Accurate Diagnosis Is Critical For Recovery Planning
Typically, there are a lot of misdiagnoses in the acute care setting and a lot of misinformation that's conveyed in terms of long-term prognosis with these patients.
If someone has sustained a traumatic brain injury to the degree to which they are persistently unconscious, then it's a good idea to consult us, or an experienced TBI provider to determine where they are along the spectrum so we can actually work to get them enrolled if at all possible.
Interviewer: Especially if your team is so willing to cooperate and collaborate with these other groups, that's fantastic.
And it's my understanding that if there is a clinician out there who thinks that maybe their patient might benefit from a program like yours, they can visit the Neilsen Rehabilitation website. Go to the link that we are going to include here, and there's a Refer a Patient button. Who typically handles kind of that initial point of contact? I'm sure you're not answering the phones.
Dr. Allred: So I'm not answering the phones, but specifically for this patient population, we have a general access team that fields all internal and external referrals. However, when we get a referral for a potential disorder of consciousness patient, I review every case.
For these patients, in order to maximize their success within a program such as this, there needs to be certain clinical features that have to be present before we would admit a patient to our service.
Not every patient who is comatose, for example, is an appropriate patient for a program like this. It's better to ask us, and we can weigh in.
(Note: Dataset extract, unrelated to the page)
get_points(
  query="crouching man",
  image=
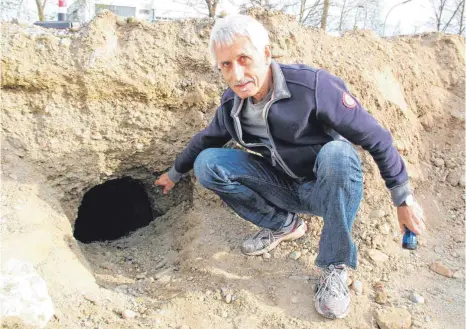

And if a patient is not appropriate for admission to a formal program such as ours, then we certainly can lend additional clinical guidance and recommendations on how to continue to care for them.
Supporting Families Through Severe Brain Injury
Interviewer: I did an interview before, and the idea was that traumatic brain injury doesn't just happen to one person, right? Disorders of consciousness don't happen to one person either. How do you and your team help to, say, support the families, the other people in the room?
Dr. Allred: I think first and foremost, one of the best ways to provide service to these families and loved ones is to give them a sense of hope, and that hope stems from an accurate diagnosis of where these patients actually stand.
I think striking a balance between providing education in a way that's digestible and understandable, without overwhelming families, and also not robbing them of the hope that is needed to help them get through these very challenging times when their loved ones are injured.
In addition to that, education and knowledge are power. We pride ourselves here on providing the very best and most up-to-date and accurate education that can help prepare families for what to expect with these patients, both in the short-term and potentially in the long-term, depending on how their clinical trajectory progresses.
Between providing accurate medical information and treatment interventions and providing quality education, there's also the importance of resource utilization and hearing out what immediate and long-term resources are available, how to start those processes early, whether it's financial aid, equipment resources, or whatever it may be.
We start planning for these things early on so that we can set families up for success, irrespective of how much recovery is had with their loved one or these patients. Some make remarkable recoveries, others not so much.
But regardless of where someone stands at the end of a rehabilitation course, we want to empower families with the ability to not only care for their loved ones and their basic needs, but to have meaningful lives when they leave our care.